Pos Keamanan,Jadi Sarang Peredaran Obat Keras Ilegal:Kapolres Sukabumi Diminta Tindaklanjuti
Sukabumi,NewsFakta.com-Peredaran obat keras daftar G secara bebas kembali menjadi sorotan di tengah bulan suci ramadhan.Salah satu lokasi yang di jadikan tempat transaksi jual beli obat tanpa resep dokter itu berada di Jl Siliwangi Stasiun Cicurug,Tempatnya di depan YOMART.
Dilokasi terpantau dengan bebas mengedarkan obat keras jenis tramadol secara terang-terangan,pasalnya penjual obat keras secara ilegal di sebuah Pos Keamanan,Sabtu 7 Maret 2026.
Daftar obat (G) saat ini cukup banyak,di nikmati oleh kalangan remaja, karna tidak sedikit yang terlihat oleh awak media remaja yang keluar masuk ke pos keamanan samping stasiun cicurug.untuk membeli obat daftar (G) jenis tramadol,eximer dan trihex,Sabtu 7/3/2026.

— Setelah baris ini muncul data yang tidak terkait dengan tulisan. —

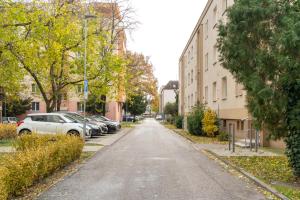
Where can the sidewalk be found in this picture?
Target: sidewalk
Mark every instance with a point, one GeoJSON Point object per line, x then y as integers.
{"type": "Point", "coordinates": [223, 150]}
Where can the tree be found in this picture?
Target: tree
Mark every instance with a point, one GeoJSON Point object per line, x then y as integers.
{"type": "Point", "coordinates": [209, 122]}
{"type": "Point", "coordinates": [171, 109]}
{"type": "Point", "coordinates": [137, 104]}
{"type": "Point", "coordinates": [260, 47]}
{"type": "Point", "coordinates": [16, 106]}
{"type": "Point", "coordinates": [45, 40]}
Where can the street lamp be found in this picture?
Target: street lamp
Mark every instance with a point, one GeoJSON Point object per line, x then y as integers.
{"type": "Point", "coordinates": [86, 17]}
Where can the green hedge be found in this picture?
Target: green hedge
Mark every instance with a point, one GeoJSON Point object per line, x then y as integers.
{"type": "Point", "coordinates": [36, 158]}
{"type": "Point", "coordinates": [8, 131]}
{"type": "Point", "coordinates": [179, 122]}
{"type": "Point", "coordinates": [194, 120]}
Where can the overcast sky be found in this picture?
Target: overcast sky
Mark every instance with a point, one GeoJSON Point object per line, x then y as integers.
{"type": "Point", "coordinates": [165, 28]}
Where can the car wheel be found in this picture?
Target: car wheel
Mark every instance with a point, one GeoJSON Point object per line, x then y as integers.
{"type": "Point", "coordinates": [25, 132]}
{"type": "Point", "coordinates": [74, 133]}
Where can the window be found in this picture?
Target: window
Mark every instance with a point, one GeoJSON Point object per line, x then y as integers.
{"type": "Point", "coordinates": [34, 88]}
{"type": "Point", "coordinates": [206, 94]}
{"type": "Point", "coordinates": [54, 119]}
{"type": "Point", "coordinates": [215, 53]}
{"type": "Point", "coordinates": [224, 123]}
{"type": "Point", "coordinates": [242, 125]}
{"type": "Point", "coordinates": [206, 62]}
{"type": "Point", "coordinates": [39, 118]}
{"type": "Point", "coordinates": [224, 6]}
{"type": "Point", "coordinates": [238, 89]}
{"type": "Point", "coordinates": [206, 29]}
{"type": "Point", "coordinates": [224, 87]}
{"type": "Point", "coordinates": [215, 15]}
{"type": "Point", "coordinates": [35, 106]}
{"type": "Point", "coordinates": [80, 107]}
{"type": "Point", "coordinates": [79, 89]}
{"type": "Point", "coordinates": [215, 91]}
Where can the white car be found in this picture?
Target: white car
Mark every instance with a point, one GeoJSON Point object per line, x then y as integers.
{"type": "Point", "coordinates": [51, 123]}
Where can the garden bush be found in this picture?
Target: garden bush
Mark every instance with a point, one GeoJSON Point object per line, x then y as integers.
{"type": "Point", "coordinates": [194, 120]}
{"type": "Point", "coordinates": [8, 131]}
{"type": "Point", "coordinates": [36, 160]}
{"type": "Point", "coordinates": [210, 122]}
{"type": "Point", "coordinates": [179, 122]}
{"type": "Point", "coordinates": [223, 136]}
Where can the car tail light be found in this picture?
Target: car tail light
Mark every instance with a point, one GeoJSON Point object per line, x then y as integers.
{"type": "Point", "coordinates": [19, 123]}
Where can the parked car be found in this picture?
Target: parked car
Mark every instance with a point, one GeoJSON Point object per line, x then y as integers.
{"type": "Point", "coordinates": [128, 118]}
{"type": "Point", "coordinates": [51, 123]}
{"type": "Point", "coordinates": [99, 128]}
{"type": "Point", "coordinates": [111, 125]}
{"type": "Point", "coordinates": [159, 117]}
{"type": "Point", "coordinates": [9, 120]}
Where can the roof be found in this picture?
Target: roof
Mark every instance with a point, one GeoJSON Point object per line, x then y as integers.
{"type": "Point", "coordinates": [171, 85]}
{"type": "Point", "coordinates": [209, 2]}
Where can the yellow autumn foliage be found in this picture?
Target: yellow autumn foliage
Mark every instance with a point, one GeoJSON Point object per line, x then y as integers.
{"type": "Point", "coordinates": [8, 131]}
{"type": "Point", "coordinates": [209, 122]}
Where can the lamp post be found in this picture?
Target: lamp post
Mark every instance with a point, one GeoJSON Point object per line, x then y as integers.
{"type": "Point", "coordinates": [86, 17]}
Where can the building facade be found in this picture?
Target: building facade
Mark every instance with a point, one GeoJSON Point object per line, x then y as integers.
{"type": "Point", "coordinates": [72, 98]}
{"type": "Point", "coordinates": [202, 79]}
{"type": "Point", "coordinates": [167, 94]}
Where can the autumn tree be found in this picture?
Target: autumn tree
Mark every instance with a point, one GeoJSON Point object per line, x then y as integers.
{"type": "Point", "coordinates": [260, 47]}
{"type": "Point", "coordinates": [45, 41]}
{"type": "Point", "coordinates": [209, 122]}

Masih dilokasi yang sama awak media mencoba mengali informasi dari salah satu pedagang sekitar yang enggan disebutkan namanya mengatakan, “pedagang tramadol ini sudah cukup lama beroperasi”,ujarnya.Sabtu 7/3/26.
Warga mempertanyakan peran dan keseriusan aparat kepolisian dalam memberantas peredaran obat-obatan ilegal di wilayah tersebut.
Masyarakat mendesak Kapolres Sukabumi, hingga Polda Jawa Barat untuk segera melakukan razia,dan penindakan hukum tegas terhadap pengedar atau bandar maupun jaringan pemasok obat-obatan tersebut.
Jika mengacu kepada undang-undang yang berlaku peredaran obat keras daftar G jenis eximer dan Tramadol, ditegaskan pada Pasal 196 junto Pasal 98 ayat 2 subsider Pasal 197 junto Pasal 106 Undang-Undang Nomor 36 Tahun 2009 tentang Kesehatan. Pengedar Obat-obatan terlarang dapat di ancam dengan hukuman penjara paling lama 15 tahun.
Hingga berita ini ditayangkan newsfakta.com masih konfirmasi kepada APH dan Pihak Intasi terkait.(end/red).